Open-Source Is Catching Up To ChatGPT

Projects like MemGPT and AutoGen are helping

I’ve been talking a lot about MemGPT and AutoGen lately, but I still think their potential is underappreciated. In this post, I will explain why I believe projects like AutoGen and MemGPT, combined with the increasing breadth and ability of small open-source models, could pose a significant threat to ChatGPT.

Illustration of a dystopian landscape where a visibly scared robot marked with the OpenAI logo is being chased across a desolate, rocky terrain by three aggressive robots. The robots, labeled 'Falcon', 'Mistral', and 'Llama', are depicted with fierce designs, sharp angles, and glowing eyes, clearly on the hunt as the OpenAI robot looks back in horror, trying to evade capture.

We Have No Moat

A few months ago, I made a video about a leaked internal memo from a Google engineer, which claimed that open-source models would become a significant threat to closed-source models for a plethora of reasons, including iteration speed, developer resources, innovation, rapid increase of open-source model quality, and more.

One primary reason for open-source LLMs being a threat to Google and OpenAI is that they can be fine-tuned inexpensively to accommodate any vertical use case. Here’s an important quote:

“Suddenly, anyone could fine-tune the model to do anything, kicking off a race to the bottom on low-budget fine-tuning projects.”

This is playing out in real time, but it took a different form than anticipated. Yes, incredibly performant and relatively small models are being created, with Mistral 7b being a recent (and incredible) addition. And these models are being fine-tuned to excel at specific tasks. However, what I didn’t see coming was projects like AutoGen and MemGPT, which are enabling the coordination of many fine-tuned models. This is the same architecture that GPT4 uses.

With the combination of agent teams, which perform better than single agents, and their ability to tap any fine-tuned model for a specific use case, we now have a quality similar to GPT4. But that shouldn’t be a surprise because, as mentioned earlier, GPT4 is actually (allegedly, as shown by internal leaks) 8 separate fine-tuned models working in coordination depending on the use case.

Cost Is The Biggest Risk To ChatGPT

There’s no doubt about it: GPT4 still reigns supreme when it comes to consistent quality, especially for the most complex use cases, such as function calling. But open-source is very, very close.

That last 5% or 10% quality gap will be ignored by developers choosing which platform to build their next AI app (OpenAI vs. open-source). OpenAI is extremely expensive, especially when considering sophisticated use cases like building agent teams. This week, OpenAI will likely be announcing a price reduction for their GPT4 model, but it still won’t be as inexpensive as open-source. With open-source, the benefits are just too great at this point.

The cost to run an open-source model is minimal, with the only thing needed being a GPU. And as more small models are released, this requirement becomes even cheaper. Then, you have all of the other benefits of open-source, such as transparency, ownership, privacy, security, and no platform risk.

What’s Next?

We will continue seeing new open-source foundational models released, especially with companies like a16z providing funding to open-source researchers and Meta releasing open-source AI rapidly.

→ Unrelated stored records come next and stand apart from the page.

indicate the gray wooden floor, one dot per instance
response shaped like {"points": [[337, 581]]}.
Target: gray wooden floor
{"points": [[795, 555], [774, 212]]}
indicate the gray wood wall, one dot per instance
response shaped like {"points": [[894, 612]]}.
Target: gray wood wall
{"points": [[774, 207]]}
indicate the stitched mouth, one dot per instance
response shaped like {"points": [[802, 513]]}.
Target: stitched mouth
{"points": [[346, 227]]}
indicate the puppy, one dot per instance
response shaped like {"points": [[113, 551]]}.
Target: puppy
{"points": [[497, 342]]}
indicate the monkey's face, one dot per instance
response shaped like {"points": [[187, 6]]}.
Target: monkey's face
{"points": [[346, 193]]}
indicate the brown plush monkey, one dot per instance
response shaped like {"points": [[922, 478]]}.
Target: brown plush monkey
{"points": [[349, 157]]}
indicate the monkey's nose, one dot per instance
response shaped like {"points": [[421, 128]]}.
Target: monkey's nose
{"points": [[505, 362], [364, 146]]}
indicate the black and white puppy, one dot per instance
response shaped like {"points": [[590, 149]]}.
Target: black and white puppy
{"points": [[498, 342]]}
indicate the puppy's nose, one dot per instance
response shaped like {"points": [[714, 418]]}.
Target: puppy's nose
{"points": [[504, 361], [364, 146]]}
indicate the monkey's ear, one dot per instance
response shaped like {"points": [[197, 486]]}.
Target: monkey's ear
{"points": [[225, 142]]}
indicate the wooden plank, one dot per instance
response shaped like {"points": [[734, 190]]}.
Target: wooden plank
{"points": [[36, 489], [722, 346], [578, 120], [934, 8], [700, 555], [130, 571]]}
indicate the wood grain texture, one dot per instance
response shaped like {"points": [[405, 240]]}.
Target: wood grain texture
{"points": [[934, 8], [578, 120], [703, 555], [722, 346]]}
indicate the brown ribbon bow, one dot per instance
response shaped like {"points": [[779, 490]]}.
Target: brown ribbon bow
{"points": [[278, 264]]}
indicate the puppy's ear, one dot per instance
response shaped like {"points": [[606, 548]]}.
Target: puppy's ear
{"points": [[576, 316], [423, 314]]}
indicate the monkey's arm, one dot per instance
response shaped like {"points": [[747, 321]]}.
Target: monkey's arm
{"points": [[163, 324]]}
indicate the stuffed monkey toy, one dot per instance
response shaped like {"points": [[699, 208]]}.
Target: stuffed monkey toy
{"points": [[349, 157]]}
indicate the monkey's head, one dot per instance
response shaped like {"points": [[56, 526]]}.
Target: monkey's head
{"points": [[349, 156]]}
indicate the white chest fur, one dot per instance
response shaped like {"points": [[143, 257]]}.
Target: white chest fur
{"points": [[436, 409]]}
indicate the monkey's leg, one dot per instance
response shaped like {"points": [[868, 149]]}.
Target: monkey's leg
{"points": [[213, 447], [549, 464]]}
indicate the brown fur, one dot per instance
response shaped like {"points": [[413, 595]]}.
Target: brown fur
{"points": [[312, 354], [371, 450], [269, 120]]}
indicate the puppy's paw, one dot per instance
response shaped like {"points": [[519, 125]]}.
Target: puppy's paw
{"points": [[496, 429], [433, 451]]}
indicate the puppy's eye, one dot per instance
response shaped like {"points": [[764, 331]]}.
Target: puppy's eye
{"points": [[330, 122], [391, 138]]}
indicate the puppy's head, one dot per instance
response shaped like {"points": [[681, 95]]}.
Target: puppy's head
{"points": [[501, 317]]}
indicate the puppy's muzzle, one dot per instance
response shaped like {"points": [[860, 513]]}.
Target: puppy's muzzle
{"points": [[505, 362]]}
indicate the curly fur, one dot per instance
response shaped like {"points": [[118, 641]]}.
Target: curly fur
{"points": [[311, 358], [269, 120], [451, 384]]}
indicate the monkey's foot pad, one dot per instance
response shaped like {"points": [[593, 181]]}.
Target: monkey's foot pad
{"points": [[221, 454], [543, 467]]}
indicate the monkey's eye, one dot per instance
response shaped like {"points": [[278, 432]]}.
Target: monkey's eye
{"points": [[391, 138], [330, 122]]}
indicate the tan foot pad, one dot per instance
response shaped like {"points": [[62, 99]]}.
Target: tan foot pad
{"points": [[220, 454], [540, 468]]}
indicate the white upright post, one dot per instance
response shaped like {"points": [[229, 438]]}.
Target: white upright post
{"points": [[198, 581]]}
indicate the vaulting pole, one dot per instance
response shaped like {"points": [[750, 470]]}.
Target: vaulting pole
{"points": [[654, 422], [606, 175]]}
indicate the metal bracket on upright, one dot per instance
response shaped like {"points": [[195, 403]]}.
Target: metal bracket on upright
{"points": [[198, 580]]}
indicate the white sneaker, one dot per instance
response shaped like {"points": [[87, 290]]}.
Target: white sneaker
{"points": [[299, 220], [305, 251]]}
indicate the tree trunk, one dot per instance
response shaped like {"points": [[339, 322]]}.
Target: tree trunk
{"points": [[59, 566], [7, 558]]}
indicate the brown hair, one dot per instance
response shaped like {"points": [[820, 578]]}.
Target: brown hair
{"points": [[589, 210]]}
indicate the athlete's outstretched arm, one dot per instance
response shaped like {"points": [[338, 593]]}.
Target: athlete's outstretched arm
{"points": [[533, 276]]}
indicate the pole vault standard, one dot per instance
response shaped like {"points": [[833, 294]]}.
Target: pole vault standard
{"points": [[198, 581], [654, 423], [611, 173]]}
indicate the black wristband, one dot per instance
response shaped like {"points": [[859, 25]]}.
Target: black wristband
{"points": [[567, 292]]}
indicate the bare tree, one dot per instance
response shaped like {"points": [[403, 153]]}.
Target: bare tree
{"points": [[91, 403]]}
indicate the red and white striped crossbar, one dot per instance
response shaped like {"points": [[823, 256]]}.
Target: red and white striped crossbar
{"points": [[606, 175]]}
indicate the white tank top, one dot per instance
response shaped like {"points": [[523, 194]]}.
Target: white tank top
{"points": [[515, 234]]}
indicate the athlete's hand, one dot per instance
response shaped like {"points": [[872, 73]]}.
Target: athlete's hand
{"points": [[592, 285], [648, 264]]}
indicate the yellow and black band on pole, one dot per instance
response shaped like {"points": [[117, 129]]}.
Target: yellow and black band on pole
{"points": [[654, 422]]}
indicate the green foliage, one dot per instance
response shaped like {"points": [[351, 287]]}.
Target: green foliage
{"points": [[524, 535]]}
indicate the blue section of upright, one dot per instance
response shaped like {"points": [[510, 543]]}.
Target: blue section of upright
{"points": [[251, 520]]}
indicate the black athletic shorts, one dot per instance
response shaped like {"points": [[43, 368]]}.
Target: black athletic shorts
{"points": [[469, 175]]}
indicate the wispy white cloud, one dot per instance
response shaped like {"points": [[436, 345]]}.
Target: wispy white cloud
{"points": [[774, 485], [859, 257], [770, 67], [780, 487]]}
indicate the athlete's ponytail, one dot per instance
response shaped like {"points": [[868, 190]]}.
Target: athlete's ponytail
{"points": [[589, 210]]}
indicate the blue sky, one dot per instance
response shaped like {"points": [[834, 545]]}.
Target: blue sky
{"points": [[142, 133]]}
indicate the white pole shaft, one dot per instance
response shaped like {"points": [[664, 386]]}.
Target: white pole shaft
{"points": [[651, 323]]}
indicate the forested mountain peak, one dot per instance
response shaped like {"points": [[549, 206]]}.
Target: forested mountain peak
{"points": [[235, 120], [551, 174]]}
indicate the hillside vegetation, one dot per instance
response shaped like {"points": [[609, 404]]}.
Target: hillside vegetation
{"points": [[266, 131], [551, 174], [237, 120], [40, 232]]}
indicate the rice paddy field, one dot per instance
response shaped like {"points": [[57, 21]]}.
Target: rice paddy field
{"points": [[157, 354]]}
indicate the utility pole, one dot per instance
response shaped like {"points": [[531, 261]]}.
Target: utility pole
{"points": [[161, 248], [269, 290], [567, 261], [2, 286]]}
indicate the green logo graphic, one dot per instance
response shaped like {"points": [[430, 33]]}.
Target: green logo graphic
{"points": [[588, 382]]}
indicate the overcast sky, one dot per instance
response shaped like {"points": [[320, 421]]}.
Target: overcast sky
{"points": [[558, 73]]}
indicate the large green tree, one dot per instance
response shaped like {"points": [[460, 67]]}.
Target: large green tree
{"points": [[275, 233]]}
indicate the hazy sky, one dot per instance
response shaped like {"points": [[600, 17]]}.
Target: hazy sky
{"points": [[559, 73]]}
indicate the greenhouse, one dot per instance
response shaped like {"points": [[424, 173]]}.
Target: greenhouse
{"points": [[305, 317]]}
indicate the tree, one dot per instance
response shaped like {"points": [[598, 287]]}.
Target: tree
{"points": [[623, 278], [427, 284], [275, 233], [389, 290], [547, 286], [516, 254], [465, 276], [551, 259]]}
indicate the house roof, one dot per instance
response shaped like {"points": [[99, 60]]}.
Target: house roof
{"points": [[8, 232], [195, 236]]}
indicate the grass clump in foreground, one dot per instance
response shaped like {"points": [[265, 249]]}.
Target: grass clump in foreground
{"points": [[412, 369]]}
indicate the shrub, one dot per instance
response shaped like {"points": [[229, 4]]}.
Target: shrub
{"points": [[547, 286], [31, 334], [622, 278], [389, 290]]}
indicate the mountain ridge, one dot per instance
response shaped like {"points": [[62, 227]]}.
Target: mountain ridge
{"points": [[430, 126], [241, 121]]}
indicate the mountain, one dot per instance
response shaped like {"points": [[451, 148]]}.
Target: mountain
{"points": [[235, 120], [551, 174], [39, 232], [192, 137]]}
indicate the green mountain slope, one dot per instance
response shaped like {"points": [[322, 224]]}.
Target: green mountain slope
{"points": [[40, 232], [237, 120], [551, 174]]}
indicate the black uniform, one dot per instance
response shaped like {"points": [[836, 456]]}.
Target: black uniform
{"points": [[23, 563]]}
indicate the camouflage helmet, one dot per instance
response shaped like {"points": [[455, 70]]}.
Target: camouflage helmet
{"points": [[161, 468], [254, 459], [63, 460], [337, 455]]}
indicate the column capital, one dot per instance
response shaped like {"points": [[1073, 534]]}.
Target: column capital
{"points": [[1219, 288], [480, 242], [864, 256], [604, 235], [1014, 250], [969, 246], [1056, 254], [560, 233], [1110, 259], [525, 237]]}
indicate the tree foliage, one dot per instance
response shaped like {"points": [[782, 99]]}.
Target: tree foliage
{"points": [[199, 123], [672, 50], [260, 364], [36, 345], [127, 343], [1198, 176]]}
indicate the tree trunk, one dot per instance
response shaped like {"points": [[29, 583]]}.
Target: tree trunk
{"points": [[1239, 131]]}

From a technology perspective, I’ve been thinking about the ability of AI to generate synthetic fine-tuning datasets and fine-tuning models for specific use cases in real time. I suspect we are still far away from that scenario, given the time it takes to fine-tune a model, but at the speed AI is moving, maybe we aren’t that far.

This week, the Biden Administration released an executive order detailing how they want to handle AI, and it’s clear it was influenced by “AI Doomers” (people who think AI has the potential to destroy humanity). The EO detailed many ways in which training AI models will be limited, which is like banning certain types of math (huh?). Many people who believe AI will doom humanity work at closed-source AI companies, such as OpenAI. This is also known as “regulatory capture.”

The scariest scenario is a world where only a few of the biggest companies are allowed to create cutting-edge AI models. We have to protect the AI open-source community.